Picture this: It’s mid-morning and you sit down at your desk with a big, hot cup of coffee.
The sun is shining through your office window. You boot up your computer, ready to knock out your first task: Scope yesterday’s transcript.
But instead of opening up your case software, you log into Facebook. “I’m just going to see if Jeanene’s daughter had her baby yet.”
Thirty minutes later, you’ve caught up with your entire family, commented on your crazy neighbor’s post, and shared a photo of last night’s pot roast.
Where did the time go?
If this sounds familiar, you’re not alone. Procrastination is practically a ritual for many court reporters and transcript professionals.
Procrastination is a bad habit — one we all want to fix. But true to our nature, we just never seem to get around to it.
No more excuses. In this final lesson on time management, we’re going to show you how to beat procrastination once and for all. Right now!
1. Break Down Big Tasks
Big, daunting tasks are one of the main reasons why we procrastinate. To-do’s like the 300-page “Jones transcript” that you still need to scope and proof can feel overwhelming. We know how long it will take, so we don’t even want to start!
If you find yourself balking at the sight of big projects, break them down into smaller, more manageable tasks.
For example, I sometimes struggle to get myself to the gym. When I’m feeling sluggish, I focus on just the first step: Put on workout clothes and lace up! I know that once I have my tennis shoes on, I’ll be more motivated to exercise. (I would have said yoga pants, but who am I kidding? I wear those all day every day.)f
You can do the same with your transcript work. The task, “Jones transcript,” can be broken down into 7 distinct parts:
- Write ✅
- Agency Paperwork / Invoice
There is an alternative if you add in DELEGATE, which we discuss in Lesson 6: The Art of Delegation. If you’re using a scopist and a proofreader, then it looks more like this:
- Write ✅
- Delegate (ideally in Stenovate, communicating all details and deadlines with a few easy clicks. See below.)
- Agency Paperwork / Invoice
It’s always easier to start a task when you have a clear idea of what needs to be done. Keep breaking down a task until it feels 100% doable. For example, if you decide to scope the job yourself, break it down into work sessions. If I can scope approximately 20 pages an hour, and it’s 100 pages, that will take me five scoping sessions (5 hours). When it feels more bite-sized, I can take the first step!
Court reporters do. High-achievers DELEGATE.
As a reporter, you get paid for reporting, not the homework required to complete a transcript. If you want to grow your business, delegate your scoping and proofreading to capable help.
Delegation is a proven way to increase your income. It saves you hours of unpaid work each week, which you can use to take on more paying jobs. Some reporters have even doubled their income after hiring scopists and proofreaders.
Delegating requires a system to manage multiple projects at once. That’s where a project management tool like Stenovate can streamline your entire workflow.
3. Prioritize & Plan
Sometimes to-do lists grow and grow and grow until they have a mind of their own.

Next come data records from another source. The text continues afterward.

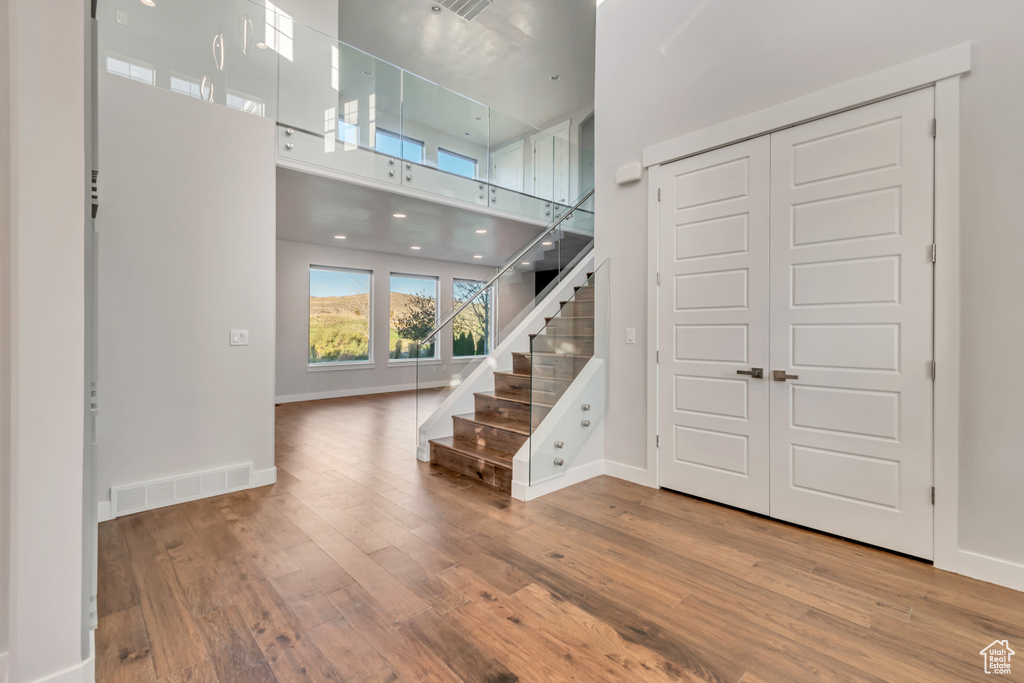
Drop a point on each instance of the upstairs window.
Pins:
(456, 163)
(393, 144)
(339, 315)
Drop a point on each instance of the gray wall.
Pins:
(666, 68)
(5, 271)
(186, 254)
(296, 380)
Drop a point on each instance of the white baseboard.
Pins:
(80, 673)
(630, 473)
(183, 487)
(344, 393)
(991, 569)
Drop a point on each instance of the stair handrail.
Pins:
(502, 269)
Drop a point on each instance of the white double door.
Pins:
(805, 255)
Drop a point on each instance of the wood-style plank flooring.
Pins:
(363, 564)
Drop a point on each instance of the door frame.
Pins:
(941, 71)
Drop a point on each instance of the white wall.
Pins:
(47, 205)
(295, 380)
(186, 253)
(5, 321)
(666, 68)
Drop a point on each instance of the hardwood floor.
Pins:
(363, 564)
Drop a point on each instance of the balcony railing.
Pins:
(343, 110)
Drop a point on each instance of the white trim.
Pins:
(901, 78)
(84, 672)
(644, 477)
(992, 569)
(406, 191)
(342, 393)
(650, 395)
(945, 430)
(329, 367)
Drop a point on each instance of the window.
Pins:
(186, 86)
(393, 144)
(471, 328)
(414, 314)
(280, 31)
(134, 71)
(339, 315)
(453, 163)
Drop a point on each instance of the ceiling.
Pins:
(504, 57)
(314, 209)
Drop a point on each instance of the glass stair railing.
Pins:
(568, 355)
(483, 316)
(343, 110)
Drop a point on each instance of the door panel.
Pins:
(714, 322)
(851, 316)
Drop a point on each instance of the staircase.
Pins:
(483, 442)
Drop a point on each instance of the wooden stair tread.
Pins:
(514, 426)
(523, 401)
(491, 456)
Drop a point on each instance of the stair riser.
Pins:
(567, 328)
(585, 293)
(562, 344)
(512, 387)
(492, 475)
(499, 439)
(578, 308)
(492, 407)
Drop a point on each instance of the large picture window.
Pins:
(414, 314)
(339, 315)
(471, 328)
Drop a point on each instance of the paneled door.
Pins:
(851, 324)
(714, 326)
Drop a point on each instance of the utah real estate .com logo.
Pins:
(997, 656)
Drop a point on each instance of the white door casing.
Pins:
(714, 322)
(848, 449)
(851, 316)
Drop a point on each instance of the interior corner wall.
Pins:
(296, 381)
(667, 68)
(47, 204)
(5, 321)
(186, 227)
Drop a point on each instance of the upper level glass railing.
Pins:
(343, 110)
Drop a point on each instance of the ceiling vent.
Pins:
(467, 9)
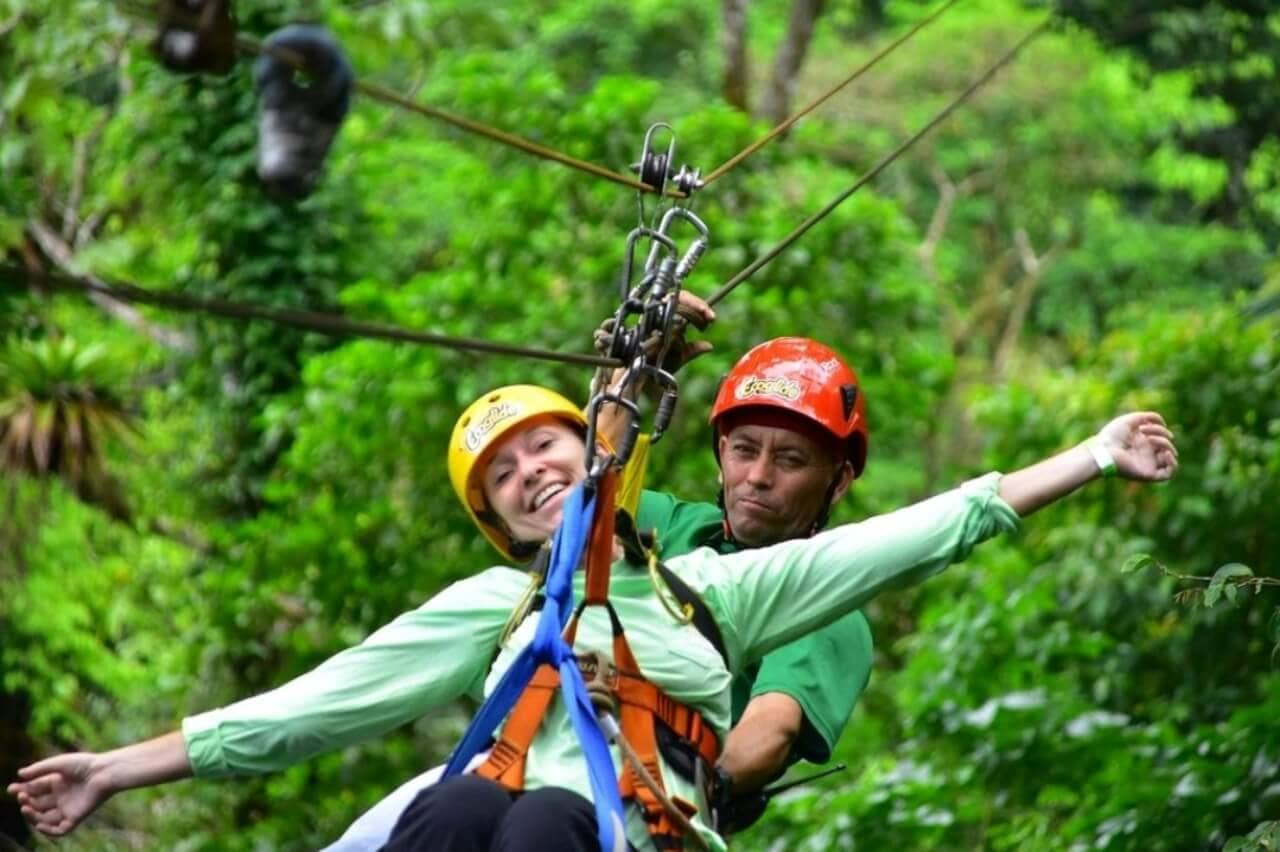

Long to-do lists can be intimidating and cause you to procrastinate. When this happens, take a close look at each task, and define which tasks are most important.
Chances are, a good portion of your tasks are actually nice-to-do’s — things that aren’t absolutely critical to do today, but others need to be executed (or at least started) right away.
Focus on your most important tasks, delegate what you can, and cut anything that’s eating up room on your list (that you may never do). This is the essence of productivity. You’ll get more done because of it. You may even have time to get back to those nice-to-dos down the road.
If you need a refresher on prioritizing, refer back to Lesson 2: How to Prioritize like Oprah and Eisenhower.
Not sure what tasks are necessary? Use the Eisenhower Matrix to help identify truly important tasks. You can learn about the Eisenhower Matrix in Lesson 2 of Stenovate’s time management course.
4. Trade Perfectionism for Peace
Procrastinators are hard on themselves. You know you can be more productive and do a better job. You expect perfection, which may be exactly why you’re struggling to get started on your work.
When you find yourself procrastinating, remember this mantra:
I am trading perfection for peace.
Perfectionism is stressful. It causes you to fall behind on deadlines and worry about little things that won’t matter in the long run.
Give yourself peace of mind by letting go of perfection and getting your work done. You deserve a break.
Getting started is the hardest part
If you’re a chronic procrastinator, it can feel impossible to break the habit. Trust me, I’ve been there.
But all the tips and tricks in the world won’t help if you skip the most important part: Getting started.
It sounds simple, but just getting started is the hardest part of beating procrastination. Set yourself up for success by blocking out distractions, breaking down big tasks into manageable bites, and delegating your work.
Breaking your procrastination habit takes time, but changing your attitude does not. Remind yourself:
“I CAN beat procrastination. I CAN get better. ONE step at a time.”
Follow the steps in this lesson to make progress little by little, every day.
Procrastination has ruled your life long enough. Your new life starts… NOW!